The Cimbri return to Gaul in 101…
101 BCE
The Cimbri return to Gaul in 101 BCE and prepare for the final stage of their struggle with Rome.
For the first time they penetrate through the Alpine passes, which Catulus had failed to fortify, into northern Italy.
Catulus withdraws behind the Po River, leaving the countryside open to the invaders.
But the Cimbri take their time ravishing the fertile region, which gives Marius time to arrive with reinforcements—his same victorious legions from Aquae Sextiae.
At Vercellae, near the confluence of the Sesia River with the Po on the Raudine Plain, the superiority of the new Roman legions and their cavalry is clearly demonstrated.
In the devastating defeat, the Cimbri are virtually annihilated, and both their highest leaders, Boiorix and Lugius, fall.
The women kill both themselves and their children in order to avoid slavery.
Thus the war, which had begun with a mass migration, ends in defeat and mass suicide.
The Romans supposedly killed one hundred and forty thousand of the barbarian invaders, and took captive more than fifty thousand.

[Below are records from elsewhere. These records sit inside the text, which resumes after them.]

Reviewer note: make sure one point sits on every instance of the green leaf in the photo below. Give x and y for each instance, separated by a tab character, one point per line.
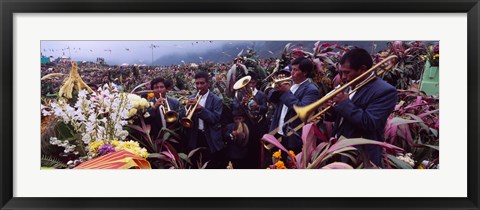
401	121
156	155
399	163
427	145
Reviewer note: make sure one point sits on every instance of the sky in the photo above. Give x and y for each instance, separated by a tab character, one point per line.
119	52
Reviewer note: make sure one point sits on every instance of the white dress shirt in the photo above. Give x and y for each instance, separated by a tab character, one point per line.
203	100
293	89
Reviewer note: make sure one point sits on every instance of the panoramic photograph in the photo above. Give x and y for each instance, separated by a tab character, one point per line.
239	104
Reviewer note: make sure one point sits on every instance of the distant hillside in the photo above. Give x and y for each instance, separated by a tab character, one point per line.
264	49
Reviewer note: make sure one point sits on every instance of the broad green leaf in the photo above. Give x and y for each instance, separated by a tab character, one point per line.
427	145
400	121
361	141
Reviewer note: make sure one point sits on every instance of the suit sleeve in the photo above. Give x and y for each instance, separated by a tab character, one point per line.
380	107
212	117
262	103
311	95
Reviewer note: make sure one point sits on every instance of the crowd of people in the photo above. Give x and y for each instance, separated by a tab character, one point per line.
232	133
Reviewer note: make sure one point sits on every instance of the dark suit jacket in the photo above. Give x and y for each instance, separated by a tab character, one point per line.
234	150
306	94
366	115
155	119
211	120
261	100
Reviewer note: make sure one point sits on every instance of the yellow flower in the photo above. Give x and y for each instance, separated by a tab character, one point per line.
144	103
115	143
94	145
132	112
292	154
280	165
133	147
277	154
150	96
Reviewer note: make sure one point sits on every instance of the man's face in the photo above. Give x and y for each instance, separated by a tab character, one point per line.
252	83
159	88
348	74
297	75
202	85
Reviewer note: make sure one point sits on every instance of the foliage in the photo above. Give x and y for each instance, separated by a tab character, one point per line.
319	155
94	119
414	126
410	63
433	54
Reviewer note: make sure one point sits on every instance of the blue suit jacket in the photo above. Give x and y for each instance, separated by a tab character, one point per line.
306	94
366	114
260	98
211	118
155	119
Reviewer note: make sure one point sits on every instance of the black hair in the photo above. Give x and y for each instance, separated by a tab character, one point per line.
202	74
94	87
304	64
165	82
253	75
357	57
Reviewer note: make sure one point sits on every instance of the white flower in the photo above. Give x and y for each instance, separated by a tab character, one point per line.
86	138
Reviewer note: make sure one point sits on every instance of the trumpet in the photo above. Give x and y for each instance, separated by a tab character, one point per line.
277	81
187	120
241	84
170	115
304	112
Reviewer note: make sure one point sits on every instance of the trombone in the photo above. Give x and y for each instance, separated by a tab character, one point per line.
304	112
187	120
170	115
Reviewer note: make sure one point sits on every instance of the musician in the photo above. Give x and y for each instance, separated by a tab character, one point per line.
301	93
363	114
206	129
254	111
237	138
156	118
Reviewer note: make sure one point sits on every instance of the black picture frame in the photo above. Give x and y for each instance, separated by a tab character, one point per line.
10	7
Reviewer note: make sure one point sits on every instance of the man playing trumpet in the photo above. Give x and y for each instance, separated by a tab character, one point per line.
162	104
364	113
252	103
204	128
301	93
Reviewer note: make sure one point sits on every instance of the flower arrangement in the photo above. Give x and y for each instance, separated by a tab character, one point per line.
98	148
94	120
433	54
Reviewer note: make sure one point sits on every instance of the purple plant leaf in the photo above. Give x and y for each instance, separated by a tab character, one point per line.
272	140
408	136
191	153
337	165
360	141
309	141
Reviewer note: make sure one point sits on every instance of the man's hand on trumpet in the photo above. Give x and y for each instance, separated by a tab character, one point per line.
160	101
192	102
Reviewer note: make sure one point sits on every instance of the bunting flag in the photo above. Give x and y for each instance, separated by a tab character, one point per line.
116	160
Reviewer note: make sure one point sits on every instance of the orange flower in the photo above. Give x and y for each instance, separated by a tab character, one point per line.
150	96
280	165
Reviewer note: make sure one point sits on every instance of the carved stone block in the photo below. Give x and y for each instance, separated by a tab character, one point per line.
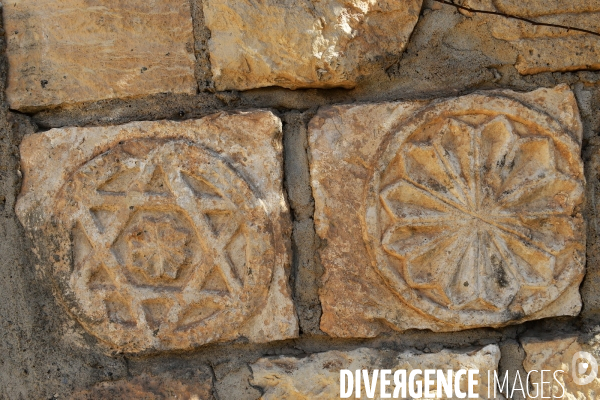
579	379
306	43
453	214
544	48
164	235
318	376
71	51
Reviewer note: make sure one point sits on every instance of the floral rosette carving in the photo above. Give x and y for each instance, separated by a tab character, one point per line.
161	256
473	214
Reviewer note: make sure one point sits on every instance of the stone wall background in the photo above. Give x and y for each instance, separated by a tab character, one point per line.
450	52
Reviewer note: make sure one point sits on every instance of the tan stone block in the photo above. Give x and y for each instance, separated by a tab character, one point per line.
306	43
543	48
559	353
164	235
71	51
451	214
318	376
190	385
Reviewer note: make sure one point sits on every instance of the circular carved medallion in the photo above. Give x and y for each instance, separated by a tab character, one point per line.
170	246
473	214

Sulla had served on Marius' staff as tribunus militum during the first half of this campaign, but by 101 had transferred to the army of Catulus to serve as his legatus, and is credited as being the prime mover in the defeat of the tribes (Catulus being a hopeless general and quite incapable of cooperating with Marius).
Contemporaries assign more credit for the victory to Marius than to Catulus.
Despite their joint success, the two commanders regard each other as bitter rivals and after the war build competing temples to demonstrate divine favor.